We evaluated DETECT performance after addition of noise parameters, introducing realistic complexity into the simulated EHR data. Increasing both the level of noise layer 2, which adds or masks codes to mimic noise and sparsity, and increasing number of noise groups, results in a decreased accuracy and sensitivity (Fig. 5A and Fig. 5C). This is due to the influx of nonsignpost-outcome instances in individuals with the outcome, resulting in higher RR values than actual signpost-outcome occurrences. This causes a higher false negative rate. Interestingly, the specificity increases as both noise layer 2 and number of noise groups increase. This is likely because when there are fewer noise groups, and therefore fewer noise codes, the frequency of the noise code may not be high in individuals with the outcome. This would cause RR to still be high for some of the noise codes, thus being selected as signpost codes for outcomes, when they are not. As prevalence of noise codes within noise groups increases, a higher false positive rate emerges, as is expected (Fig. 5B).

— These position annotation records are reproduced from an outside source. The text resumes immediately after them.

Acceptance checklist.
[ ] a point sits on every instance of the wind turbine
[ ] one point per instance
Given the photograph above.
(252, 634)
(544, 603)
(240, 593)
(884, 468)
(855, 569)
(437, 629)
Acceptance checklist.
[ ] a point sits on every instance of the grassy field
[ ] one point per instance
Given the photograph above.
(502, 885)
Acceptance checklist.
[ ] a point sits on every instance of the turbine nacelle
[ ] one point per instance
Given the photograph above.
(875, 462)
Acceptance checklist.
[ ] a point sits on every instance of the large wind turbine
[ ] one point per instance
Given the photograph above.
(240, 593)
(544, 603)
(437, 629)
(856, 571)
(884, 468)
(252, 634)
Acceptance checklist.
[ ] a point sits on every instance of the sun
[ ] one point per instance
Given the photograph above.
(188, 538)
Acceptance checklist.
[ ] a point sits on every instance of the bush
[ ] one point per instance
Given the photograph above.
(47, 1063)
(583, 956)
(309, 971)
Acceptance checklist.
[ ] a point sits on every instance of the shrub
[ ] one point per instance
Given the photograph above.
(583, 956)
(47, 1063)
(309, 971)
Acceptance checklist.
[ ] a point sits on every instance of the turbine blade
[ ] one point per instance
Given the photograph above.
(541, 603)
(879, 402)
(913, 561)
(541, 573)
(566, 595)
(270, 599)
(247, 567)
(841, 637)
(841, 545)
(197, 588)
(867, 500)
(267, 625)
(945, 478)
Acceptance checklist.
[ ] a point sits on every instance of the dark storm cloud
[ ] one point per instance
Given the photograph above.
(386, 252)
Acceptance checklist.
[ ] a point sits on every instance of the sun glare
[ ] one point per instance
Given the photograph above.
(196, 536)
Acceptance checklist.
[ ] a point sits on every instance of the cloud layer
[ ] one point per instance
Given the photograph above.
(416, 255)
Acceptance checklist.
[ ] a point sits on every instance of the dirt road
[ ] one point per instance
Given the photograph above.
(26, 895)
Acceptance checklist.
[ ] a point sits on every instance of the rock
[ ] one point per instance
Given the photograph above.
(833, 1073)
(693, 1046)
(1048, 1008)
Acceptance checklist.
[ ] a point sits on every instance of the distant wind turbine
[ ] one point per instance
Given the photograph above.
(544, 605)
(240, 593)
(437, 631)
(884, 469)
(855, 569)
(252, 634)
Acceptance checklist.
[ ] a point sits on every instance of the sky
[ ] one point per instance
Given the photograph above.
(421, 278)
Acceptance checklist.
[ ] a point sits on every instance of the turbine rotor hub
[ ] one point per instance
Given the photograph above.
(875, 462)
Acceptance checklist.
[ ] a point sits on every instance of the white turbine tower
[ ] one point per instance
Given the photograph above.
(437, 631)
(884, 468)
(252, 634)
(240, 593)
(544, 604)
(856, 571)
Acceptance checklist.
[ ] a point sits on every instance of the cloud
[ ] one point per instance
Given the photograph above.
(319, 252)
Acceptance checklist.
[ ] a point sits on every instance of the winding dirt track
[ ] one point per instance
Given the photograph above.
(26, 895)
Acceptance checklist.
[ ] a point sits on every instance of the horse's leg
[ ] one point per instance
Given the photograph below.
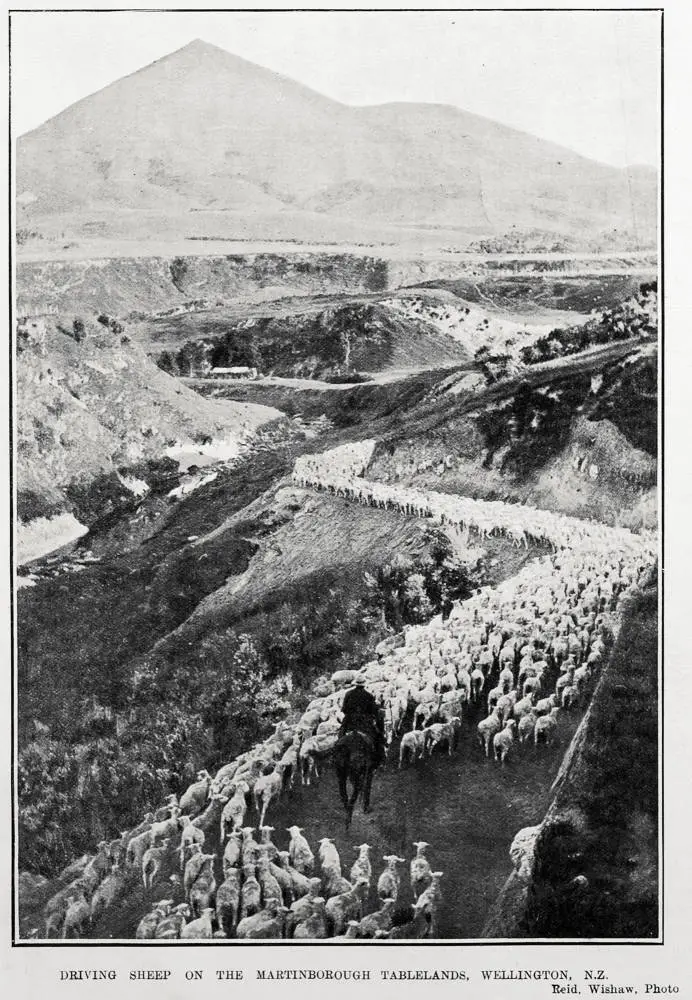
(366, 790)
(357, 781)
(343, 790)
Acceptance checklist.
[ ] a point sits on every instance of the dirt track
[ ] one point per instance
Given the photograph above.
(475, 805)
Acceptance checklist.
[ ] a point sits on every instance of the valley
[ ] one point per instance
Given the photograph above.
(384, 406)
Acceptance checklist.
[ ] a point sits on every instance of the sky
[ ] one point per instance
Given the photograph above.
(587, 80)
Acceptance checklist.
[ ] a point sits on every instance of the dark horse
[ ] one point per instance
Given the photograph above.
(354, 759)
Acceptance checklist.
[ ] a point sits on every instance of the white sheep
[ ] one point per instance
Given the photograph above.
(301, 857)
(504, 741)
(390, 880)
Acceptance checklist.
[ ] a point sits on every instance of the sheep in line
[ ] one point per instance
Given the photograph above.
(543, 600)
(250, 902)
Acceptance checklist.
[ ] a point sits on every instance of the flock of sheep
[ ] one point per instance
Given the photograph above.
(524, 652)
(340, 471)
(253, 890)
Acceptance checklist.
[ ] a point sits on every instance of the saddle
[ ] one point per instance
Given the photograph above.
(365, 736)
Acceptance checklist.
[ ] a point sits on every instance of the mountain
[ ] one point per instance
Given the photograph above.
(202, 142)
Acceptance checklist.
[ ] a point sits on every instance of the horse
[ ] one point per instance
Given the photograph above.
(354, 759)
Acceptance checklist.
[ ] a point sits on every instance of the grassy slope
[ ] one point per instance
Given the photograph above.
(537, 443)
(86, 408)
(603, 821)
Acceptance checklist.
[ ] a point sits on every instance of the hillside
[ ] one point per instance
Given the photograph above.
(90, 402)
(202, 142)
(596, 868)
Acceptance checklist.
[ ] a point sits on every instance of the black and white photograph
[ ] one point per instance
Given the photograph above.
(335, 365)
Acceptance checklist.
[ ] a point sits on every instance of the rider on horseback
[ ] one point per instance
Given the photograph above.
(362, 714)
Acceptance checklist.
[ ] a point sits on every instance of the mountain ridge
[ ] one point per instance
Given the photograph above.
(203, 129)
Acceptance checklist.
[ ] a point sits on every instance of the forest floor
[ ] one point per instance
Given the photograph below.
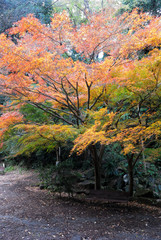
(28, 213)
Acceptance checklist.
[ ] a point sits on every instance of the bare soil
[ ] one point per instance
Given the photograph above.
(28, 213)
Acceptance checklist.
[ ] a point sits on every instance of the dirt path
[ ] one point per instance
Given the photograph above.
(32, 214)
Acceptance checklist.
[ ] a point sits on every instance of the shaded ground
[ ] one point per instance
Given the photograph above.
(29, 213)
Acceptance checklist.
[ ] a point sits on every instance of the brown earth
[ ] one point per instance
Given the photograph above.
(32, 214)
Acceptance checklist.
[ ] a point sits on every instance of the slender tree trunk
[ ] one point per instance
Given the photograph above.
(131, 176)
(97, 161)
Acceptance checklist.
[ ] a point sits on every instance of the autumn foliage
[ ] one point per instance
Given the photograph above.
(97, 101)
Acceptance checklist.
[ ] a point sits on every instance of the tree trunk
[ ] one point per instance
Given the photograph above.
(131, 177)
(97, 161)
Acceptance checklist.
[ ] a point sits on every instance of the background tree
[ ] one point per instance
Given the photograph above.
(38, 69)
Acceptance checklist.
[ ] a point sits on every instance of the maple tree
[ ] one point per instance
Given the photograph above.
(39, 69)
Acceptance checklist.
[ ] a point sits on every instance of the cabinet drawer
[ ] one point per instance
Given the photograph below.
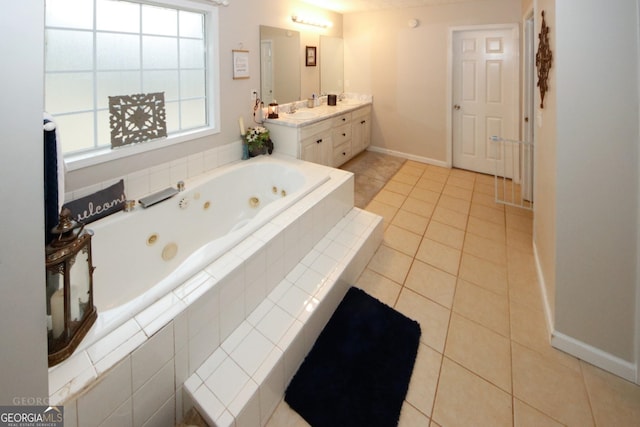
(307, 131)
(341, 153)
(341, 134)
(342, 119)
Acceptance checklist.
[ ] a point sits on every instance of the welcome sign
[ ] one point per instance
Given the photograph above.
(99, 204)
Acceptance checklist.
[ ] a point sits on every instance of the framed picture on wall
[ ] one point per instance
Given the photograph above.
(310, 57)
(240, 64)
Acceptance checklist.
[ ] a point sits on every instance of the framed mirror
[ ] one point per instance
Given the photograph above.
(331, 65)
(279, 65)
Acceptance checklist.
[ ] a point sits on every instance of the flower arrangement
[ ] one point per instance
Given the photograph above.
(257, 140)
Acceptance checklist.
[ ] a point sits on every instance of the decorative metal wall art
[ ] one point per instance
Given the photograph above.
(137, 118)
(544, 58)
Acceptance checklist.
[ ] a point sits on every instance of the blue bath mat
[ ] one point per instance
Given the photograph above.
(358, 371)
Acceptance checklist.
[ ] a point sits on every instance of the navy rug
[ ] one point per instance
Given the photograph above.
(358, 371)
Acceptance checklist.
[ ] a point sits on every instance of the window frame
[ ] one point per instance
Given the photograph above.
(98, 155)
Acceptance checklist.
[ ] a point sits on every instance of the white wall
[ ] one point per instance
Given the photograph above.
(597, 180)
(23, 358)
(239, 29)
(405, 69)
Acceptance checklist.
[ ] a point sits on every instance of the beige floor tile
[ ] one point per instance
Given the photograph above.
(413, 168)
(410, 221)
(390, 198)
(284, 416)
(402, 240)
(398, 187)
(462, 175)
(489, 214)
(484, 188)
(379, 287)
(519, 240)
(482, 306)
(487, 229)
(520, 223)
(425, 195)
(488, 200)
(551, 387)
(487, 274)
(457, 192)
(480, 350)
(449, 217)
(455, 204)
(418, 207)
(432, 283)
(440, 256)
(523, 279)
(391, 263)
(424, 380)
(465, 182)
(445, 234)
(430, 185)
(485, 248)
(387, 212)
(405, 178)
(433, 318)
(411, 417)
(464, 399)
(526, 416)
(615, 402)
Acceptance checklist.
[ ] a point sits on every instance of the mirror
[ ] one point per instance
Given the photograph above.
(279, 65)
(331, 71)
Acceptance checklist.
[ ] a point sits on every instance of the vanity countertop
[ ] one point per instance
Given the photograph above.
(307, 116)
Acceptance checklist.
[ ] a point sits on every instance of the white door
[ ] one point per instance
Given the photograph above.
(485, 95)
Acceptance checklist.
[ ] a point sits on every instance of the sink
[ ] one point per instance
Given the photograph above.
(301, 115)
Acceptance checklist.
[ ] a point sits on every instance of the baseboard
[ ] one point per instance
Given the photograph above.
(407, 156)
(546, 305)
(579, 349)
(595, 356)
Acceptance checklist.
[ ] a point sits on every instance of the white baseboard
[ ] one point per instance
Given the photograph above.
(407, 156)
(579, 349)
(595, 356)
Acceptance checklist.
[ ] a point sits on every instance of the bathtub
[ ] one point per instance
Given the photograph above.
(142, 255)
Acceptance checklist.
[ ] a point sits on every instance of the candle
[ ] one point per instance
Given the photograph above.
(57, 312)
(241, 123)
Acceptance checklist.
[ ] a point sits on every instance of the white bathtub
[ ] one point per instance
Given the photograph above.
(142, 255)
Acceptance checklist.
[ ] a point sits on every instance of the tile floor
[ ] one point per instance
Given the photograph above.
(462, 266)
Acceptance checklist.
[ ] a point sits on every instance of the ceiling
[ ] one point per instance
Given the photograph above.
(349, 6)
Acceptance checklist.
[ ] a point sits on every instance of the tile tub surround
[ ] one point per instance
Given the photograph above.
(243, 381)
(236, 283)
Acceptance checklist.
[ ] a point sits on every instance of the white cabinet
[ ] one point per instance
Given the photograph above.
(331, 141)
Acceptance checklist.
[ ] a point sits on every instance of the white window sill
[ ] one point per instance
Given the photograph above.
(80, 161)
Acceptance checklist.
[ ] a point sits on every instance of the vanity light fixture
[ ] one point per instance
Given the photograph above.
(308, 21)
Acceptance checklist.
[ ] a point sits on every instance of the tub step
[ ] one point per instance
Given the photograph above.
(243, 381)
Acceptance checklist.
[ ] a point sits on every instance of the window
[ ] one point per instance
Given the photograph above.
(101, 48)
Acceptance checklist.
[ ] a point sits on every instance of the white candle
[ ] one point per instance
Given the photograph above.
(57, 312)
(241, 123)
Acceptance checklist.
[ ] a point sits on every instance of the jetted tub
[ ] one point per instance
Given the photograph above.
(142, 255)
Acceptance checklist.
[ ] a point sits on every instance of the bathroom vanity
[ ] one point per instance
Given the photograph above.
(328, 135)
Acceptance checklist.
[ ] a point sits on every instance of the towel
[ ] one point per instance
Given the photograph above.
(54, 171)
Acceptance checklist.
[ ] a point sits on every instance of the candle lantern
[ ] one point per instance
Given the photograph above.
(69, 270)
(273, 110)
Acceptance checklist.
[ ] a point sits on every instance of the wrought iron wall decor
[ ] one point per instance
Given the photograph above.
(544, 58)
(137, 118)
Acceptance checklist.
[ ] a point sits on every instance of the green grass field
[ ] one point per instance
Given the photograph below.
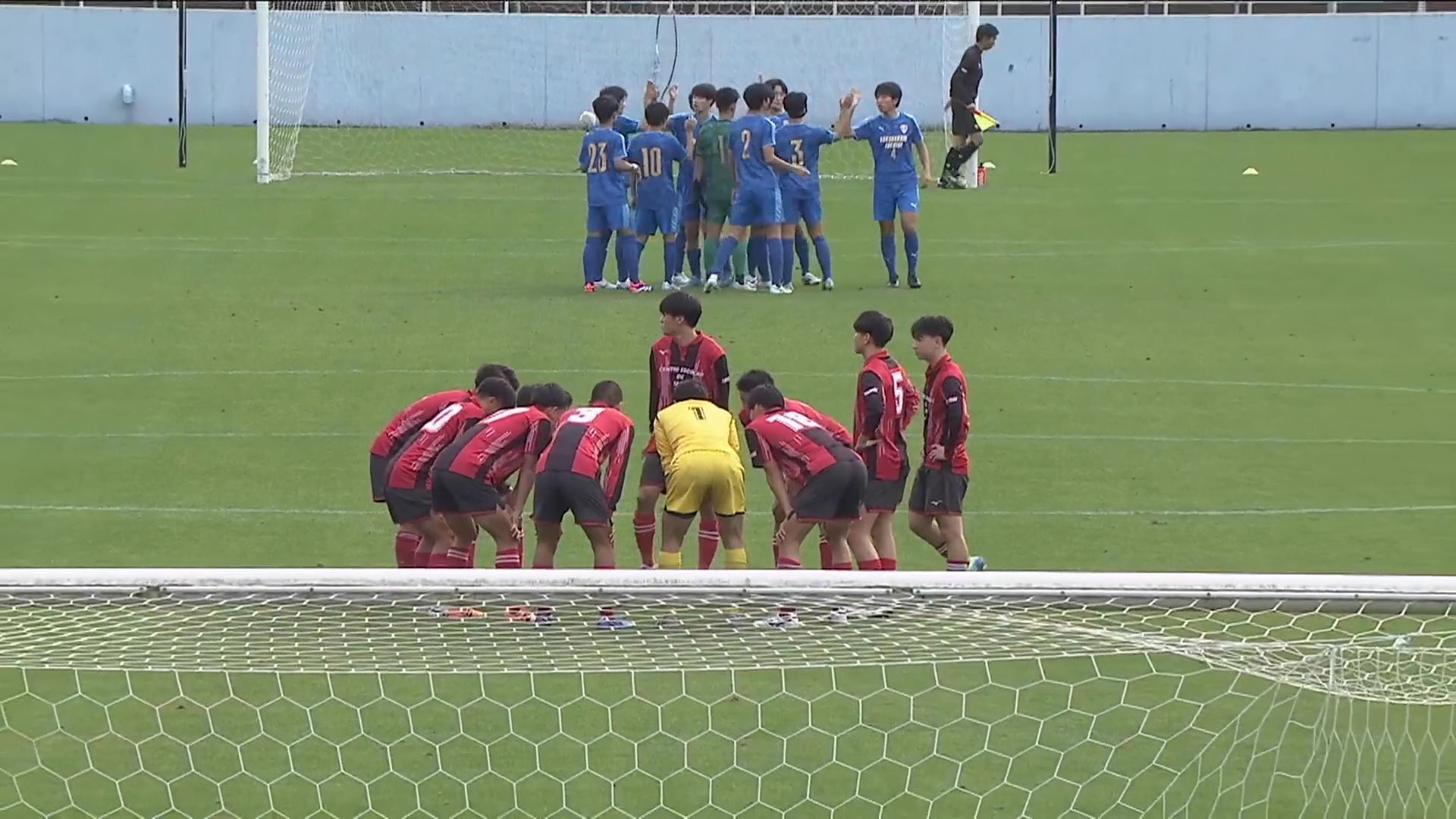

Real-world data trajectory analysis: We applied DETECT on a real-world dataset from Penn Medicine EHR, on a cohort of 145,575 individuals with hypertension diagnosis codes. We generated DETECT trajectories for the following outcomes of interest defined by ICD-10 codes: diabetic retinopathy (E11.3), vascular dementia (F01*), myocardial infarction (I21*), congestive heart failure (I50*), cerebral infarction (I63*), cerebral aneurysm (I67.1), acute kidney disease (N17*), and chronic kidney disease (N18.4). These outcomes that are known severe comorbidities of HTN. The heatmap in Fig. 6A shows the ICD-10 disease categories that signpost codes for each outcome mapped to, colored by number of signpost codes in that category. For example, the strongest predictors of congestive heart failure are circulatory conditions, as is expected. Ocular conditions are predictive of diabetic retinopathy, stroke, and vascular dementia, as previously identified in the literature (Ho et al., 2009; Hwang et al., 2021; Wong et al., 2020). Cerebral aneurysm predictors are mostly nervous system-related and general symptoms. General symptoms, or ICD-10 codes ranging from R00-R99, make sense because the wide range of these codes spanning each organ systems demonstrates the highly heterogeneous phenotypes patients experience during a ruptured cerebral aneurysm.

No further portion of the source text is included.